Where Is This Tweet From? Inferring Home Locations of Twitter Users
Mahmud, Jalal (IBM Research - Almaden) | Nichols, Jeffrey (IBM Research - Almaden) | Drews, Clemens (IBM Research - Almaden)
We present a new algorithm for inferring the home locations of Twitter users at different granularities, such as city, state, or time zone, using the content of their tweets and their tweeting behavior. Unlike existing approaches, our algorithm uses an ensemble of statistical and heuristic classifiers to predict locations. We find that a hierarchical classification approach can improve prediction accuracy. Experimental evidence suggests that our algorithm works well in practice and outperforms the best existing algorithms for predicting the location of Twitter users.
Identifying Microblogs for Targeted Contextual Advertising
Dave, Kushal Shailesh (International Institute of Information Technology, Hyderabad) | Varma, Vasudeva (International Institute of Information Technology, Hyderabad)
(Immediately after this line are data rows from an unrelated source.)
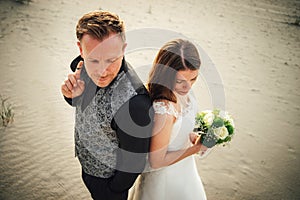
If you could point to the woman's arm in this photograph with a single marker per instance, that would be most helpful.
(159, 154)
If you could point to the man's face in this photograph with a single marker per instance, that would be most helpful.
(102, 59)
(184, 81)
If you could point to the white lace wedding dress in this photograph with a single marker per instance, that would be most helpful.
(181, 180)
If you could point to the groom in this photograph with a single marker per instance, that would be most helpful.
(113, 118)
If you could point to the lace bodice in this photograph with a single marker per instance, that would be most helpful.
(165, 108)
(184, 123)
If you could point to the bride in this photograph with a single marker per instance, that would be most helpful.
(172, 174)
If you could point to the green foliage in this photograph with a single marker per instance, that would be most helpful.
(218, 122)
(6, 112)
(23, 1)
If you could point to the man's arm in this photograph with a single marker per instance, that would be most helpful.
(73, 87)
(133, 124)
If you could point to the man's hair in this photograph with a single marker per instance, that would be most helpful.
(176, 55)
(100, 24)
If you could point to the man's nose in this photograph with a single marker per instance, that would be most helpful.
(102, 68)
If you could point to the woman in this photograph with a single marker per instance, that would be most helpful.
(173, 174)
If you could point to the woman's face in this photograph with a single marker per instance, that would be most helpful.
(184, 81)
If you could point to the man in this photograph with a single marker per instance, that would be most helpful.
(113, 110)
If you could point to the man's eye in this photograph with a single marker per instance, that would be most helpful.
(112, 61)
(94, 61)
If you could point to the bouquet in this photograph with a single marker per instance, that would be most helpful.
(215, 127)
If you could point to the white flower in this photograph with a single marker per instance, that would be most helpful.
(208, 118)
(221, 132)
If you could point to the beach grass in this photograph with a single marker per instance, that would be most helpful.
(6, 112)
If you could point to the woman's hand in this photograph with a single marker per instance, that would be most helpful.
(73, 87)
(195, 140)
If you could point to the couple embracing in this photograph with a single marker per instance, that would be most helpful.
(128, 135)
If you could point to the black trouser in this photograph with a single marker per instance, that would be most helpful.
(99, 189)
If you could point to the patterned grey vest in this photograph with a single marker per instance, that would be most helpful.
(95, 141)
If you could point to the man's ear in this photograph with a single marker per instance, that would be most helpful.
(80, 48)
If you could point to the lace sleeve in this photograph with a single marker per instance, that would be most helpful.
(164, 108)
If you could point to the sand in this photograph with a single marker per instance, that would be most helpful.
(254, 46)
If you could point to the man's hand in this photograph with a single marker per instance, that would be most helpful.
(73, 87)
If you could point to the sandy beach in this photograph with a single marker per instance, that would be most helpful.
(254, 45)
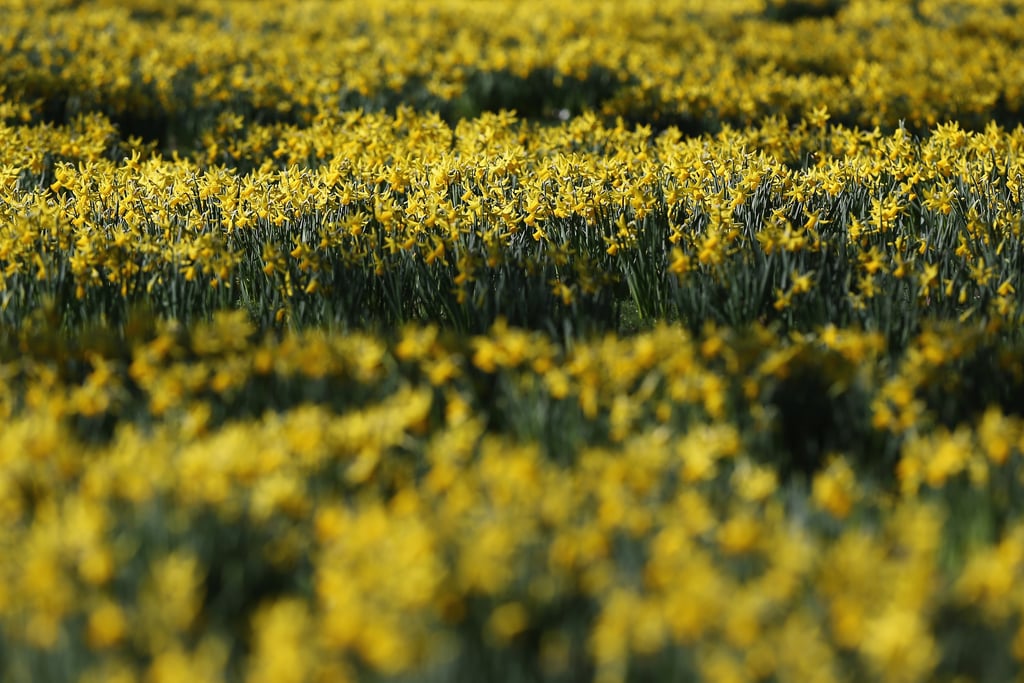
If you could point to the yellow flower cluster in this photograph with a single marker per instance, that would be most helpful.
(535, 340)
(384, 520)
(869, 61)
(359, 210)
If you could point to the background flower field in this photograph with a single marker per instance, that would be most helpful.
(513, 341)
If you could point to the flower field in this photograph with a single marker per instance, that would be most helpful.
(511, 341)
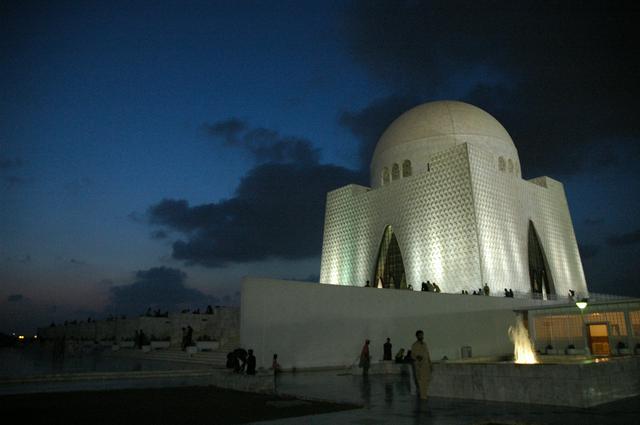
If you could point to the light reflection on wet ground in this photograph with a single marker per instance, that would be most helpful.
(391, 399)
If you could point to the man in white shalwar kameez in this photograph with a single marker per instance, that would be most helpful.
(422, 367)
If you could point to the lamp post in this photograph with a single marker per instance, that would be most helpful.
(582, 304)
Micro-blogging sites such as Facebook, Twitter, Google+ present a nice opportunity for targeting advertisements that are contextually related to the microblog content. By virtue of the sparse and noisy text makes identifying the microblogs suitable for advertising a very hard problem. In this work, we approach the problem of identifying the microblogs that could be targeted for advertisements as a two-step classification approach. In the first pass, microblogs suitable for advertising are identified. Next, in the second pass, we build a model to find the sentiment of the advertisable microblog. The systems use features derived from the Part-of-speech tags, the tweet content and uses external resources such as query logs and n-gram dictionaries from previously labeled data.This work aims at providing a thorough insight into the problem and analyzing various features to assess which features contribute the most towards identifying the tweets that can be targeted for advertisements.